On Jul 26, 2013, at 3:26 AM, Andrew S andrew.suce...@gmail.com wrote:
Given the following classes/tables:
class TagList(Base):
TagID = Column(Integer, primary_key=True)
trafficInputs = relationship('TrafficInput', secondary='TagCaseLink',
order_by='Traffic.Time')
class TagCaseLink(Base):
TagID = Column(Integer, ForeignKey('TagList.TagID'), primary_key=True)
TrafficInputID = Column(Integer,
ForeignKey('TrafficInput.TrafficInputID'))
class TrafficInput(Base):
TrafficInputID = Column(Integer, primary_key=True)
TrafficDeviceID = Column(Integer,
ForeignKey('TrafficDevice.TrafficDeviceID'), nullable=False)
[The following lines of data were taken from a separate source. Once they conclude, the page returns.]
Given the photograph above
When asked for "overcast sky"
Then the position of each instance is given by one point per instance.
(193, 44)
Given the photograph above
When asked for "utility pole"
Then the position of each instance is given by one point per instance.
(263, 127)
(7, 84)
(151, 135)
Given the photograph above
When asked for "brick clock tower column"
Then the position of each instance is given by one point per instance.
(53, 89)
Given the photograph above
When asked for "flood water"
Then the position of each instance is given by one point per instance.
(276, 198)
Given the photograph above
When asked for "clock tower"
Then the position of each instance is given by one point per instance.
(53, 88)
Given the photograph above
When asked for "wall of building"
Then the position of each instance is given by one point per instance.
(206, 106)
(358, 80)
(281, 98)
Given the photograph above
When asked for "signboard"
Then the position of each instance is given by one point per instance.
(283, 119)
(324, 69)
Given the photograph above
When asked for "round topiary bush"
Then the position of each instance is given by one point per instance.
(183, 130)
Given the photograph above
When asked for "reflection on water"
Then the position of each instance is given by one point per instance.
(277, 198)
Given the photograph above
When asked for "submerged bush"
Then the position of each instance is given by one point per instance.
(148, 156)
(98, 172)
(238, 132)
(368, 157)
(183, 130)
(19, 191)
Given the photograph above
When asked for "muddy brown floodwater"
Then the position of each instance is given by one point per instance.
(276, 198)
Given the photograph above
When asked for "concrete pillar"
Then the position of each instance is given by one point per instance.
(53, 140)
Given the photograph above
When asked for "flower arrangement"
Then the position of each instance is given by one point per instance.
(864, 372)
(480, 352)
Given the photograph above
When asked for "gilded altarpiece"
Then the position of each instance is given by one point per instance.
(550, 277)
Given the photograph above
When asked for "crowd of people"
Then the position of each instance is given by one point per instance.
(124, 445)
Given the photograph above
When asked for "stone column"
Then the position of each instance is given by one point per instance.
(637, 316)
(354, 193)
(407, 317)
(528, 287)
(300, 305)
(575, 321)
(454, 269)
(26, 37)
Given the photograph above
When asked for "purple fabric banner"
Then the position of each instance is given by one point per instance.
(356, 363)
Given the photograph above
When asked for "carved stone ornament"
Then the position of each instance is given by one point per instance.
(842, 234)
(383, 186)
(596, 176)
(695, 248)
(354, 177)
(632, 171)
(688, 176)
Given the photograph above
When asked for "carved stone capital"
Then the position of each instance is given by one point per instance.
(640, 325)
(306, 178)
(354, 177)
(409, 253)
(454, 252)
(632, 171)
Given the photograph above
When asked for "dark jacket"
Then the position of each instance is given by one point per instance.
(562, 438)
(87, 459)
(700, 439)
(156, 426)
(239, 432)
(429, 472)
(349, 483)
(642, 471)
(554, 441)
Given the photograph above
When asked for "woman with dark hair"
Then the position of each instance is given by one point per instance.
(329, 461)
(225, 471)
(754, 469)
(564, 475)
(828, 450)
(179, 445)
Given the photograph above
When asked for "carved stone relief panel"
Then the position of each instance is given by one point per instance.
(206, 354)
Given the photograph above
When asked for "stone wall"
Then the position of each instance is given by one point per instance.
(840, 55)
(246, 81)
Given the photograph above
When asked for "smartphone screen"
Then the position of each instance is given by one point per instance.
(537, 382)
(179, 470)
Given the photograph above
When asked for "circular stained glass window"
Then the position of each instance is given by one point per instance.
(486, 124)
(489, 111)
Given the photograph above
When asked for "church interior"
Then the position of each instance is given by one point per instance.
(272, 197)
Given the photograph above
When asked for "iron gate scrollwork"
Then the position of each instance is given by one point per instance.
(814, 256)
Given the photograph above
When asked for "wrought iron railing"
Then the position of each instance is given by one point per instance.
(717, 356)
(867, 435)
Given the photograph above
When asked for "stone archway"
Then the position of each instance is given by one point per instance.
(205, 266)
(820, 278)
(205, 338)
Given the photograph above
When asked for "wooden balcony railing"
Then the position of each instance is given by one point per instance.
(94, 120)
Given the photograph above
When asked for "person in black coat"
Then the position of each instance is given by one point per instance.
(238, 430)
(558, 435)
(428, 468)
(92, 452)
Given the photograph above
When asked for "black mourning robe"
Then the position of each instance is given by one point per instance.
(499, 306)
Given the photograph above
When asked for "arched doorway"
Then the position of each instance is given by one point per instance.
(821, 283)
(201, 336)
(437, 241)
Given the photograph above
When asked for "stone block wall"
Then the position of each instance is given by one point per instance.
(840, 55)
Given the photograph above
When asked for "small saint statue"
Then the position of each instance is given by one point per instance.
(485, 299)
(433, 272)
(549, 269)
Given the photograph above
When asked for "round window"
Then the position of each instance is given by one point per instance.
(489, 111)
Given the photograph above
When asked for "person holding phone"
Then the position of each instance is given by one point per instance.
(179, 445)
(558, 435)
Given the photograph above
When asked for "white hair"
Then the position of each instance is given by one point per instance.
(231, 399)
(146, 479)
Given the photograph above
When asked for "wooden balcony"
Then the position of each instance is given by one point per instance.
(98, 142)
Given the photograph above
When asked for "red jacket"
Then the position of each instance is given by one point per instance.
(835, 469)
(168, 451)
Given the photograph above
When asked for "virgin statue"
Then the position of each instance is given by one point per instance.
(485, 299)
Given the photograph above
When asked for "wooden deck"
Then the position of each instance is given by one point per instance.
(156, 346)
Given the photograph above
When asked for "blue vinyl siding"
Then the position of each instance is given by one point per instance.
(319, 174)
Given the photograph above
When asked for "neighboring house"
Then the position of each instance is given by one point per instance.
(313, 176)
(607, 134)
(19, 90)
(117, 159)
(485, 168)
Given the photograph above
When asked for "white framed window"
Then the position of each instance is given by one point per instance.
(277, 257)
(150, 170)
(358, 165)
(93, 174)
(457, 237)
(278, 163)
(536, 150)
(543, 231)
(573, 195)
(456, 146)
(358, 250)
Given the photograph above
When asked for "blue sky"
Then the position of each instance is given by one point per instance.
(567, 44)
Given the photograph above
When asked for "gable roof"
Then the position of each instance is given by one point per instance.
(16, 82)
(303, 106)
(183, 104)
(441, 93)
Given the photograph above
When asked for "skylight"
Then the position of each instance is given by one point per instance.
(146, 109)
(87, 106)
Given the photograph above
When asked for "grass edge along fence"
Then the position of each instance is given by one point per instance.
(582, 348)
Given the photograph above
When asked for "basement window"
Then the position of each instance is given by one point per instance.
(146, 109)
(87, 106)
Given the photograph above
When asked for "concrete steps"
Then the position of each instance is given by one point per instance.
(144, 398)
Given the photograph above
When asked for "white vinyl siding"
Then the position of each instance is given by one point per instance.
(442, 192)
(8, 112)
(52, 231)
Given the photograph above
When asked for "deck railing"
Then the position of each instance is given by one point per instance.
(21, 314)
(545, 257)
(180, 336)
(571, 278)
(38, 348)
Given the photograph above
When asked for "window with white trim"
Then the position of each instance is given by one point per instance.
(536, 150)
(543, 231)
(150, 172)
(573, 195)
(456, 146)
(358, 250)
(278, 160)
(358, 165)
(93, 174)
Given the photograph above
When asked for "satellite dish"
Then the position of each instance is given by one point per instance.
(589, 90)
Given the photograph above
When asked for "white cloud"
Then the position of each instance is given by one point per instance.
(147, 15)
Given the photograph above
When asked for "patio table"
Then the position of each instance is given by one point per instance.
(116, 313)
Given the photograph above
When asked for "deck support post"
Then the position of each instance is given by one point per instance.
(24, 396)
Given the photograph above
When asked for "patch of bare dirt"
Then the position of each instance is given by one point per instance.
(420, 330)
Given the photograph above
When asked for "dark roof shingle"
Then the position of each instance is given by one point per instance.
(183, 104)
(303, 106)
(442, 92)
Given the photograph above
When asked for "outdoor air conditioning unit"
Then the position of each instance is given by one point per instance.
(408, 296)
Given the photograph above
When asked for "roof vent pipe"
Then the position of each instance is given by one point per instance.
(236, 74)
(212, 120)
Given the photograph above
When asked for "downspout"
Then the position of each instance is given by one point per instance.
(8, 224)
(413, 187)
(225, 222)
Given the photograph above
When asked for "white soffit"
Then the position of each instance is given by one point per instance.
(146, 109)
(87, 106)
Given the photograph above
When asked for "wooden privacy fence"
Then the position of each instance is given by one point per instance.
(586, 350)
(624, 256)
ConfigID = Column(Integer, ForeignKey('Config.ConfigID'), nullable=False)
class TrafficDevice(Base):
TrafficDeviceID = Column(Integer, primary_key=True)
TrafficID = Column(Integer, ForeignKey('Traffic.TrafficID'),
nullable=False)
DeviceID = Column(Integer, ForeignKey('Device.DeviceID'), nullable=False)
class Traffic(Base):
TrafficID = Column(Integer, primary_key=True)
TrafficName = Column(String, nullable=False)
Time = Column(DateTime, nullable=False)
I get the following error: sqlalchemy.exc.ProgrammingError:
(ProgrammingError) missing FROM-clause entry for table Traffic
So TagList contains a list of trafficInputs that I want ordered by
Traffic.Time. Is there anyway of doing this?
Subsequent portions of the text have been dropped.